Huh, okay. A ten-cent bag of chips. I can do this.
All we have to do is come up with an approximate date for the recipe, then figure out what a ten-cent bag of chips looked like at the time.
Campbell’s mushroom soup came out around 1934, and the recipe looks like it was written with a fountain pen (which by itself doesn’t mean anything, but can suggest that between newer and older recipes, start with older).
But are the eggs supposed to be hard-boiled? From the October 7, 1954 edition of the Jefferson City (Missouri) Post-Tribune:
Tuna Fish Casserole
1 can Tuna Fish-flaked
Mix all ingredients together. Bake in casserole in a moderate oven (350 degree) 40 to 50 minutes.
But then, what about this recipe from a couple decades later, printed in the May 10, 1971 edition of the Petersburg (Virginia) Progress?
Mrs. Henry W. O’Mery
Rt. 1, Box 28 A
Tuna Fish Casserole
1 can tuna fish
In a baking dish, place a layer of tuna fish then a layer of potato chips crush, a layer of egg. Repeat the layers until all have been used. Pour cream of mushroom soup which has been thinned with water over mixture. Bake at 350 degrees until heated through. 4 servings.

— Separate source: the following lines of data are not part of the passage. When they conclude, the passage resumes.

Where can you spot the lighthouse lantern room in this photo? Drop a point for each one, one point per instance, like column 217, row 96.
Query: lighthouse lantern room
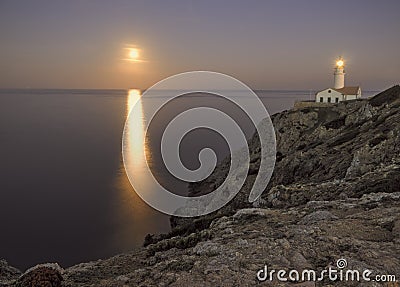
column 339, row 92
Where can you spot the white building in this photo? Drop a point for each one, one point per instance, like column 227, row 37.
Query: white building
column 339, row 92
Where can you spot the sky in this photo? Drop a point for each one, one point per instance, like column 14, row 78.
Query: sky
column 266, row 44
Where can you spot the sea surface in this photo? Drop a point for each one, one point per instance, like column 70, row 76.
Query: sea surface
column 64, row 193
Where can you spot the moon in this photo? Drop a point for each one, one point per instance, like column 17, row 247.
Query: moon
column 133, row 54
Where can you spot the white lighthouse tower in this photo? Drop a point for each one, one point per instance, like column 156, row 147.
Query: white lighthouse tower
column 339, row 92
column 338, row 80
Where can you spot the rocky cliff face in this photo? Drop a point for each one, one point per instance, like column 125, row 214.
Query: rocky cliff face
column 334, row 194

So, okay. A 25-cent bag of potato chips in 1954 if you use three eggs, and a 20-cent bag in 1971 if you use one egg. And I’m looking for an undetermined date when you’d use two eggs and a 10-cent bag of chips. Let me say the following to the housewives of the 20th century who wrote these recipes:
The wrinkle here is that newspaper ads don’t include potato chip prices in the 1950s, for the most part, for precisely the same reason the authors of these recipes didn’t include a size: the price was printed on the bag. And fortunately, for a recipe like this, we don’t really have to be exactly right. It’s not like the quantity of potato chips will make a casserole fail.

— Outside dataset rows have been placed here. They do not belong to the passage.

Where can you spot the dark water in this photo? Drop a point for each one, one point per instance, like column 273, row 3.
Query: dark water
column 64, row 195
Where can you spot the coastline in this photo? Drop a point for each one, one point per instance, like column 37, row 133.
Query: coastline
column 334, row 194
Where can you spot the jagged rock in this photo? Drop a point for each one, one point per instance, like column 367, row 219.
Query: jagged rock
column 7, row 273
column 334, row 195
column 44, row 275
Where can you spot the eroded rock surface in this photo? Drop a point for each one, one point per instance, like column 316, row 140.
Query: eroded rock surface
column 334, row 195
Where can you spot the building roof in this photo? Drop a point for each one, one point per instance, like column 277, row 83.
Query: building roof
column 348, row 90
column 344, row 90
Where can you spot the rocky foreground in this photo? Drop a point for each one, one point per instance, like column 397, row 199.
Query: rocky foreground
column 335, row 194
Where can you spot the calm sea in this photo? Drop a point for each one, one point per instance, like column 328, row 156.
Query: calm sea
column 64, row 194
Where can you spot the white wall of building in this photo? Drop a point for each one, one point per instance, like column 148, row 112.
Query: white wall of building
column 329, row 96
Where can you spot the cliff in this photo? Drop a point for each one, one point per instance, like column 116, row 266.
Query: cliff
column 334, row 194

But my best guess, based on looking at the prices on wrappers from various years, is that this is recipe calls for somewhere around 1-1/2 ounces of potato chips. Why? Well, looking at the prices on wrappers, that makes the most sense for what you’d get for 10 cents somewhere in the 1940s or 1950s.
|1930s||5 c.||3/4 oz.||Utz|
|1940s||15 c.||2-1/2 oz.||Crispy’s|
|1940s||15 c.||2-3/4 oz.||Laura Scudder|
|1940s||10 c.||1-1/2 oz.||Wise|
|1950s||10 c.||1 oz.||Blue Bell|
|1950s||29 c.||4-1/4 oz.||Helms|
|1970s||35 c.||3 oz.||Laura Scudder|
From the box of H.P., sold in Paradise, Arizona.
1 can tuna
2 eggs (whole)
10-cent package potato chips (broken up) [Note: Probably around 1-1/2 oz.]
1 can mushroom soup (Campbell’s)
Milk equal to the soup (use soup can to measure)
1 slice bread, broken up
Mix tuna, mushroom soup, milk, eggs, and potato chips together, leaving some of the chips for top. Bake at 400 deg. for 30 minutes. Do not salt as the chips are salty enough for the seasoning.